Forward Brandon Sherrod ’16 scored the first six points of the second half, trimming Princeton’s double-digit lead before Cannady reentered the game. Sherrod eventually finished the contest with 18 points, tied with Mason for the most for the Bulldogs.
“A 10 point deficit isn’t insurmountable,” Jones said. “We got into it, we cut it to six several times in the second half, but we didn’t make good decisions when we were down by six. We could have put more pressure on them. We turned the ball over and took ill-advised shots at that time, and that really hurt us.”
The Tigers’ lead swelled to as many as 12 points as the team stayed hot from the three-point line through the first 10 minutes of the second half. Yale struggled to play from behind without sharpshooter and starting shooting guard Jack Montague ’16, who is not with the team, Director of Athletics Tom Beckett told the News on Wednesday night.
Without Montague, the team’s captain, the Bulldogs finished the night 1–12 from deep.
Sears tipped in a missed layup from guard Eric Anderson ’18 with 8:48 remaining in the contest to pull the Bulldogs within six points, though Princeton methodically built its lead up again to double-digits.
“Toward the end of the game, the last 10 minutes, it was easier to get [rebounds],” Henderson said. “I think we wore them down a little bit.”
Amidst a flurry of fouls from Yale, as Victor and Sears both picked up their fourth fouls prior to the two-minute mark, the Tigers relied on solid free throw shooting to remain ahead of the Bulldogs, making 13 of 17 attempts from the line over the final four minutes.
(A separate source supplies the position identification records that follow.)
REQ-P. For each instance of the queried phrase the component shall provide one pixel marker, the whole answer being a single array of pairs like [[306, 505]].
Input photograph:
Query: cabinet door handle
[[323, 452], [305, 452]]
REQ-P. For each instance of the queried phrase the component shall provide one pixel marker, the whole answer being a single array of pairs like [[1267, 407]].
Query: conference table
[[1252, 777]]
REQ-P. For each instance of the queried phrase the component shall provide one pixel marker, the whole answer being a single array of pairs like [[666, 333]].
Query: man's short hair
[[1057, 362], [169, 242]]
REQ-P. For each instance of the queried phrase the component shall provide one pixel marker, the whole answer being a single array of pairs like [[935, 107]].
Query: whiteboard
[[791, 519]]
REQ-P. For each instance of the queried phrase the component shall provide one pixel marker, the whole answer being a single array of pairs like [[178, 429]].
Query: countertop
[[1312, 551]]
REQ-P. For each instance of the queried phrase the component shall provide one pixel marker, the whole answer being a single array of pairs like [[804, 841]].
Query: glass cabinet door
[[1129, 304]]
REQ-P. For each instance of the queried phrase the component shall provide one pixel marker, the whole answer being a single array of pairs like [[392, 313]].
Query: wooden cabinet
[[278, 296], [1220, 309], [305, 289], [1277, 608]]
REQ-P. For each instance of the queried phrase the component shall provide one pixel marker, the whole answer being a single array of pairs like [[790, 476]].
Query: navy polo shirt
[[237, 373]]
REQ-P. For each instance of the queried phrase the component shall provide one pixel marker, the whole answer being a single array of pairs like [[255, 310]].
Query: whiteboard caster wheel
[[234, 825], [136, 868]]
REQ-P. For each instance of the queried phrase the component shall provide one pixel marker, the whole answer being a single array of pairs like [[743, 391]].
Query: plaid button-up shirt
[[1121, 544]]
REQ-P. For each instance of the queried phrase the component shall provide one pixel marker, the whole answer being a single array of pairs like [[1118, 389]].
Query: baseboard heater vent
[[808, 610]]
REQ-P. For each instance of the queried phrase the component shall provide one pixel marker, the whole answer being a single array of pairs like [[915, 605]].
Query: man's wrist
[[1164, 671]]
Victor wound up fouling out of the game with one minute left on the clock, and Sears finished with a double-double, contributing 15 points and 10 rebounds, though he only took two attempts from the floor in the second half.
Henderson credited forwards Spencer Weisz and Pete Miller with containing Sears, the reigning Ivy Player of the Year and two-time defending Player of the Week.
The senior forward, who is averaging 16.4 points per game in the Ivy League, acknowledged that the team has experience being in a tight Ivy race.
“It’s just one game. We were still in first place last time I checked,” Sears said. “We’ve been here before the past two years, so you just can’t crack under pressure. We have five more games to go so we’re just going to take it one game at a time.”
Yale looks to bounce back on Saturday against Penn at 7 p.m.